British Airways cabin crew have lost a legal battle to overturn changes to pay and working conditions that sparked an acrimonious dispute between workers and management, culminating in a narrowly averted Christmas strike at the airline.
Britain's High Court said Friday it had declined to grant a permanent injunction that would have scrapped the cost-cutting changes. The cuts include include a pay freeze this year, a switch to part-time working for some staff and a reduction in cabin crew numbers from 15 to 14 on long-haul flights.
The Unite union, which represents some 13,000 BA cabin crew, had argued that the airline was in breach of its contracts with staff because it did not properly consult with them before imposing the changes the changes in November.
High Court Judge Christopher Holland rejected that argument, ruling against the union.
BA has long argued that the changes, first flagged to the union more than six months ago, were necessary to counter falling demand for air travel after the global financial crisis.
It also dismissed suggestions from the union that the changes would harm the health and well-being of both staff and passengers, saying the slight increase in work for the crew entailed no safety or security risk.
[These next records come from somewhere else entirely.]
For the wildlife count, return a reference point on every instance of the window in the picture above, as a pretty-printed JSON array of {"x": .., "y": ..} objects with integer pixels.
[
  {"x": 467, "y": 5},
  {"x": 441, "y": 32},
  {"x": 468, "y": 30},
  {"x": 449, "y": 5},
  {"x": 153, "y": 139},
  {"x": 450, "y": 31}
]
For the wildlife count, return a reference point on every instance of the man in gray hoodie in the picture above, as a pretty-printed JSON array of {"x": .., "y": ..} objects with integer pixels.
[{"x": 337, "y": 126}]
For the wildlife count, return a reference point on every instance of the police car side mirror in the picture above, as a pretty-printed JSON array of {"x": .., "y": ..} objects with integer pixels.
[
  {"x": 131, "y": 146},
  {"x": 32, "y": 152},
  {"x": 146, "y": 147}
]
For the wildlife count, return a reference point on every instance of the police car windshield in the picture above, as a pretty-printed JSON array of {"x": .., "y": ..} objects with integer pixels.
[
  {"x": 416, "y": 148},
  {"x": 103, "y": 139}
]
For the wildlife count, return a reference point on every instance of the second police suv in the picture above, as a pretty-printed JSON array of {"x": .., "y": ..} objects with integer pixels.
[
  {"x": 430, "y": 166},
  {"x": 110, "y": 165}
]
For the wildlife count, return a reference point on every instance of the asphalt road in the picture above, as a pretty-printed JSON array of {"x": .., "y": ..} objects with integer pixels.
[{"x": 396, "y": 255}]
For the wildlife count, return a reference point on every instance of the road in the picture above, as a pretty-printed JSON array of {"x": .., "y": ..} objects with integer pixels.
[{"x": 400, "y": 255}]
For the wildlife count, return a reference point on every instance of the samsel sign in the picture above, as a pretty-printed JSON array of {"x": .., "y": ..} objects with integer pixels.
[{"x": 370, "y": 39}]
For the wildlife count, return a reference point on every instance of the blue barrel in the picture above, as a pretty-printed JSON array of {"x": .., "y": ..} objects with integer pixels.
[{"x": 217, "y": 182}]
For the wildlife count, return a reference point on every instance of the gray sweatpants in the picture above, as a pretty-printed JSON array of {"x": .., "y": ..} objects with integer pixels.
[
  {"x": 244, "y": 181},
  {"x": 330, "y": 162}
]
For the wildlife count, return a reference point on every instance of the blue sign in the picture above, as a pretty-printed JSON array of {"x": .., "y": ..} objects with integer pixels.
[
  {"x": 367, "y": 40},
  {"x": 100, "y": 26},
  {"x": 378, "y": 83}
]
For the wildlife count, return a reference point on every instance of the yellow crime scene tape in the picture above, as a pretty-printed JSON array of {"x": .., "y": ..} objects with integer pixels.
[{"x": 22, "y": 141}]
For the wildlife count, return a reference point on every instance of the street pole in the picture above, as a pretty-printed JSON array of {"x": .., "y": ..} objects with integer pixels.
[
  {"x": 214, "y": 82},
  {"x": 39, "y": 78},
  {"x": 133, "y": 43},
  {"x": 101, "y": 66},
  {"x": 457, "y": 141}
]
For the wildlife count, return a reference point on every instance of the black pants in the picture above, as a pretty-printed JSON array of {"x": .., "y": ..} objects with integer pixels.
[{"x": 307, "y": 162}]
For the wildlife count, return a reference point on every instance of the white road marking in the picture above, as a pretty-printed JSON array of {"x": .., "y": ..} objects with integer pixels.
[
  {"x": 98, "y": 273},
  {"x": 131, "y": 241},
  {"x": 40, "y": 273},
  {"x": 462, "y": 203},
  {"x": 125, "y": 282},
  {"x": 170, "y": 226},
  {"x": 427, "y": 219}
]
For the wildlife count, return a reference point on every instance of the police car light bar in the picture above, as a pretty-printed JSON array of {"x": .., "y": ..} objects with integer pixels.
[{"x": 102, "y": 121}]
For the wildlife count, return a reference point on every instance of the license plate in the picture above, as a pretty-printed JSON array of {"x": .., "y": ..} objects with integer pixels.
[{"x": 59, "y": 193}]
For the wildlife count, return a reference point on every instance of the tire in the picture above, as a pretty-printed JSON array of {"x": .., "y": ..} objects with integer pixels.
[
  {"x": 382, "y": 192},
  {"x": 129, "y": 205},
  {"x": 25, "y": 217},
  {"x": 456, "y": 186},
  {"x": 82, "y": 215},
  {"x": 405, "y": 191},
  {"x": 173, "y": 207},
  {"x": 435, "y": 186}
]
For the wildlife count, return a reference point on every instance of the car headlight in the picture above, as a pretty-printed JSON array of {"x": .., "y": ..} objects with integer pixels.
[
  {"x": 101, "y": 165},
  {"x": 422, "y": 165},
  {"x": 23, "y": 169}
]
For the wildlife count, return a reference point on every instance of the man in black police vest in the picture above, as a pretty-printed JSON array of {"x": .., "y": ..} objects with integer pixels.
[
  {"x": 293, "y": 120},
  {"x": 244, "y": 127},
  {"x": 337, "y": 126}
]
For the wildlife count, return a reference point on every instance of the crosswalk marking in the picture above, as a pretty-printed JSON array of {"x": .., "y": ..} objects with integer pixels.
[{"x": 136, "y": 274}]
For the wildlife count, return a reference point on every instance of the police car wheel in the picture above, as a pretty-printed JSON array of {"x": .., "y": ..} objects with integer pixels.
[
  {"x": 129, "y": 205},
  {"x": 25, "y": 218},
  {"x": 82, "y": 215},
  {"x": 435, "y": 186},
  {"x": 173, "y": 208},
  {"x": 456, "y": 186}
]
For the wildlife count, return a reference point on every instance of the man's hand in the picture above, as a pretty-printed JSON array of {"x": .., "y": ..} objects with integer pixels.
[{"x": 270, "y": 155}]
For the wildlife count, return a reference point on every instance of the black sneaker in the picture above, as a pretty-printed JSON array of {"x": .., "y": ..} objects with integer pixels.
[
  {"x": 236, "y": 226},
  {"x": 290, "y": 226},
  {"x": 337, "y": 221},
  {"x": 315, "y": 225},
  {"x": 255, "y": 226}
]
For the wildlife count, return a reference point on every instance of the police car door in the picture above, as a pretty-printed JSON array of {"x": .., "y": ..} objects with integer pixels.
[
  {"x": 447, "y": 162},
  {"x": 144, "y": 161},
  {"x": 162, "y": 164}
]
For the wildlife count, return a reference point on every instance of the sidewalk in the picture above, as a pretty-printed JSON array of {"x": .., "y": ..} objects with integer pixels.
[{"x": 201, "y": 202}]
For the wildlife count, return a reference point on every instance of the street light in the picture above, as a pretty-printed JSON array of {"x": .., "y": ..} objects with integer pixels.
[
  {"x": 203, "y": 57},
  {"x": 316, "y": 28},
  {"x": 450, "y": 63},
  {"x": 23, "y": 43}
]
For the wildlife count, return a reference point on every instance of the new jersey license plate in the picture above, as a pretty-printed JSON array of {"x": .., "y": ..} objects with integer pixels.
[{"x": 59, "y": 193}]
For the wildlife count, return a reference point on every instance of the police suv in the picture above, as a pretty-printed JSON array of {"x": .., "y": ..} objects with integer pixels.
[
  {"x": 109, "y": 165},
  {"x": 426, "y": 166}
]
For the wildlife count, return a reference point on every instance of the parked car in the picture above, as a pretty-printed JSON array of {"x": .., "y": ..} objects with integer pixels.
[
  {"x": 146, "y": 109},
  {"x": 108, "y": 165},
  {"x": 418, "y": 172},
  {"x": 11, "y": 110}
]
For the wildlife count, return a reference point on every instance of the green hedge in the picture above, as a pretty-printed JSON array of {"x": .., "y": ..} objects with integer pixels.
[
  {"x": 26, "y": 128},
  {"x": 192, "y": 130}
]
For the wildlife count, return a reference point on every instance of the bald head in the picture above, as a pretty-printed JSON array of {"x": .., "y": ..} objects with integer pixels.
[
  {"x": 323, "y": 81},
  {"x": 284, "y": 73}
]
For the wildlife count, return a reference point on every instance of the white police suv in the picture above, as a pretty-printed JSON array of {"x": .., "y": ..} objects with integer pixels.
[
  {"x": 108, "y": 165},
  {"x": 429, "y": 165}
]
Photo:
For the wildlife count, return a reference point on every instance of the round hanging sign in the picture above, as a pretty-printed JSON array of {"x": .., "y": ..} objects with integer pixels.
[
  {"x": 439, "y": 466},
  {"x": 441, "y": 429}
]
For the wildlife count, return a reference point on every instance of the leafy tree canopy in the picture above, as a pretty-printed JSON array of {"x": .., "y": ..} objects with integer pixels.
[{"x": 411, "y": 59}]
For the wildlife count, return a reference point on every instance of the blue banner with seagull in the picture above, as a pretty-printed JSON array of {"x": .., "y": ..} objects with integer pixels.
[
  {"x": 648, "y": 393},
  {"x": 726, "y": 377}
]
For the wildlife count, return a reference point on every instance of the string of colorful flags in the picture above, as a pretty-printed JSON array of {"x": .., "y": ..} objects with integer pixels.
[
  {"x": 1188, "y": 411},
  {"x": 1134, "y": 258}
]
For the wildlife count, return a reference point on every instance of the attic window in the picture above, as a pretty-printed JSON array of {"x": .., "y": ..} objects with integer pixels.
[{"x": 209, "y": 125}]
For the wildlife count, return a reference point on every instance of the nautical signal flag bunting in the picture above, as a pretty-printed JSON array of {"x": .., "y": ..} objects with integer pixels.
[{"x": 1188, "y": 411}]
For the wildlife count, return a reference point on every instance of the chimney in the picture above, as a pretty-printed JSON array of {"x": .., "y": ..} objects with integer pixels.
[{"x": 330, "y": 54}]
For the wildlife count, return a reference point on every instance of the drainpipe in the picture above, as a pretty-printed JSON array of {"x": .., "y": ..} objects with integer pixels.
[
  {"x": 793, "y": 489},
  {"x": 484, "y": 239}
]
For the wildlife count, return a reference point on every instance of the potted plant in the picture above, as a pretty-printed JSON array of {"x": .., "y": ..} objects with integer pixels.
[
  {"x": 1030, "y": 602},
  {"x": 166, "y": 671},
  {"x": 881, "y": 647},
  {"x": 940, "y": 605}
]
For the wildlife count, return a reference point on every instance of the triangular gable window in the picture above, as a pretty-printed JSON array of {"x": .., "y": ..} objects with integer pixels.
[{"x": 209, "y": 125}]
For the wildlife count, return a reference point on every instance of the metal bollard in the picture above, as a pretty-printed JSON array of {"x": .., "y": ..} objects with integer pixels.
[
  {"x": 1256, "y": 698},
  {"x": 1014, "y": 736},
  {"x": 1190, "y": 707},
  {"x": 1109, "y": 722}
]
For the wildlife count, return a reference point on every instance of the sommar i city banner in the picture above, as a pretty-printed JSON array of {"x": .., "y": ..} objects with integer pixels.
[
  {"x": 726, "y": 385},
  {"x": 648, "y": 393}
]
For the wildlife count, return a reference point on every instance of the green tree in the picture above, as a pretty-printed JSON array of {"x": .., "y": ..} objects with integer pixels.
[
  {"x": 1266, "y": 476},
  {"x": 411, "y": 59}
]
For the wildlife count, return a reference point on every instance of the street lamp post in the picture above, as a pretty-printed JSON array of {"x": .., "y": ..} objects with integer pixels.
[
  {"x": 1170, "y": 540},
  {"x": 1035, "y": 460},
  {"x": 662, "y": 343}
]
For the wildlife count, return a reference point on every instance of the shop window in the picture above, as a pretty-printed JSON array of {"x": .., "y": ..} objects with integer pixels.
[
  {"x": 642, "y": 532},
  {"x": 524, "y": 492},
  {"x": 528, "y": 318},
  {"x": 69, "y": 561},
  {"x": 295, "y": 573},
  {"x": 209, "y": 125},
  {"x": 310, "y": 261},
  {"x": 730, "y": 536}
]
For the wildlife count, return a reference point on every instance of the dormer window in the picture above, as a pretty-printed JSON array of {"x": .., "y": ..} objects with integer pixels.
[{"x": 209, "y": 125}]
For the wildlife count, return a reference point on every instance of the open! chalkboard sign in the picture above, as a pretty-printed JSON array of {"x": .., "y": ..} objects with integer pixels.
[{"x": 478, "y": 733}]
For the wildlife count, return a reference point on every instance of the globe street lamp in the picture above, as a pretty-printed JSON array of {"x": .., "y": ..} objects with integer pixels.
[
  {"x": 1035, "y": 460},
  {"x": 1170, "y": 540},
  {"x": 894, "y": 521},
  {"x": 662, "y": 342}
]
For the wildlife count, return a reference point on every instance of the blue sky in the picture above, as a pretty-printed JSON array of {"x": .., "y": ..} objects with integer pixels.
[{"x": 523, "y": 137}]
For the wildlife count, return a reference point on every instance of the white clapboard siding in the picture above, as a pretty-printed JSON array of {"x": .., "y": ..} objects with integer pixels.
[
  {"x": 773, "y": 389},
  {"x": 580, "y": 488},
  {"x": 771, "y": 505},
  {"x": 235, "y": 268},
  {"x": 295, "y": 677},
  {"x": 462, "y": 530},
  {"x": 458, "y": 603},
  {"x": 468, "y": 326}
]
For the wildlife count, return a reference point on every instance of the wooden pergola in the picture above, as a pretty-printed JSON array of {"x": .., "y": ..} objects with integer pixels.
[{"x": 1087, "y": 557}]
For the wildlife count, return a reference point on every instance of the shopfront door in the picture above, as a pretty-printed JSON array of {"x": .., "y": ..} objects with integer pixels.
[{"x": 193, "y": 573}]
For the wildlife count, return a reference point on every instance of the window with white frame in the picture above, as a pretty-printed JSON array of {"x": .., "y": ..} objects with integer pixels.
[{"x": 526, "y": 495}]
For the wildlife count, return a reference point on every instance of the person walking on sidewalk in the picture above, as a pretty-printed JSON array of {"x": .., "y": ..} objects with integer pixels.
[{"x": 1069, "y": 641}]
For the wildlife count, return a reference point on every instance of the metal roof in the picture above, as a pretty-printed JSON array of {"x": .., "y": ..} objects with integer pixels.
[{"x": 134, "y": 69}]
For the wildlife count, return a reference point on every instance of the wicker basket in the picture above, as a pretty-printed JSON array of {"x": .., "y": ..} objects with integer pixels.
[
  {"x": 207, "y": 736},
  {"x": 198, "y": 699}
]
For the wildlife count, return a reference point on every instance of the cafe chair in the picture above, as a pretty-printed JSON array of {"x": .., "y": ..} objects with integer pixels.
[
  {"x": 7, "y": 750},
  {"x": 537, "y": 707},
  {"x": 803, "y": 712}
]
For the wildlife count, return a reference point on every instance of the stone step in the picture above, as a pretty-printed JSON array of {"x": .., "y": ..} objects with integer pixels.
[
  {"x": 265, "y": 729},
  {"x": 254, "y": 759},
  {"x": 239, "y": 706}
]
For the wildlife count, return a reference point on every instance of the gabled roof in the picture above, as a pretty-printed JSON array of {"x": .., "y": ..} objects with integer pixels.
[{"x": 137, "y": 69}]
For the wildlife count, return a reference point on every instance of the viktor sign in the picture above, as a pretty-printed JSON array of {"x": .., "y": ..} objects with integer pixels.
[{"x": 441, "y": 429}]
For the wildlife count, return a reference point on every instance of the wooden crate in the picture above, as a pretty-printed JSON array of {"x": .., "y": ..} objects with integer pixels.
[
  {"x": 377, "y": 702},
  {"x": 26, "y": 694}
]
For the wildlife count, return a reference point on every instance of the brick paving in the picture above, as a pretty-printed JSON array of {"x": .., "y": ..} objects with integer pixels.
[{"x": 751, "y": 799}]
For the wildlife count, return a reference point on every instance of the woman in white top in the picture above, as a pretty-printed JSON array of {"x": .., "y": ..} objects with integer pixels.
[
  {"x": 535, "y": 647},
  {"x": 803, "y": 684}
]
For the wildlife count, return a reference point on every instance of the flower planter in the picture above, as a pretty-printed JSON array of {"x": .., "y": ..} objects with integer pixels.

BA said Friday it was pleased the court had determined that the "modest changes ... were reasonable."
"Unite's central demand over the last three months has been that we reverse these changes, despite the severe financial impact this would have on the company at a time when we are facing a second year of record annual losses," the airline said in a statement.
Chief Executive Willie Walsh said earlier this month that the cost-cutting drive has put the carrier on the right course, but won't save it from posting record losses in the current year.
It made an operating loss of 86 million pounds ($135 million) for the first nine months, compared to a profit of 89 million pounds a year earlier.
The carrier has been one of the airlines hardest hit by the global recession because of its heavy running costs and reliance on increasingly unpopular premium fares.
Unite is currently holding a new strike ballot after its planned Christmas and New Year strike was stopped by a separate High Court action. The results are due on Monday, meaning that a strike could be called for as early as March 1,although Unite has pledged not to walk out over the busy Easter holiday period.
BA said the union should take a step back.
"Unite brought this case to court," it said. "We believe it should reflect on the court's decision rather than impose an unnecessary strike on the travelling public."
BA said it continued talks with Unite, mediated by the Trades Union Congress.
It has also begun training training pilots, baggage handlers and engineers in cabin crew duties in preparation for a walkout.
Some 92.5 percent of cabin crew staff voted "yes" in the rejected ballot, which had an 80 percent turnout. But some of those workers voiced second thoughts about its severity amid a growing backlash from the British public, raising doubts about the success of the second ballot.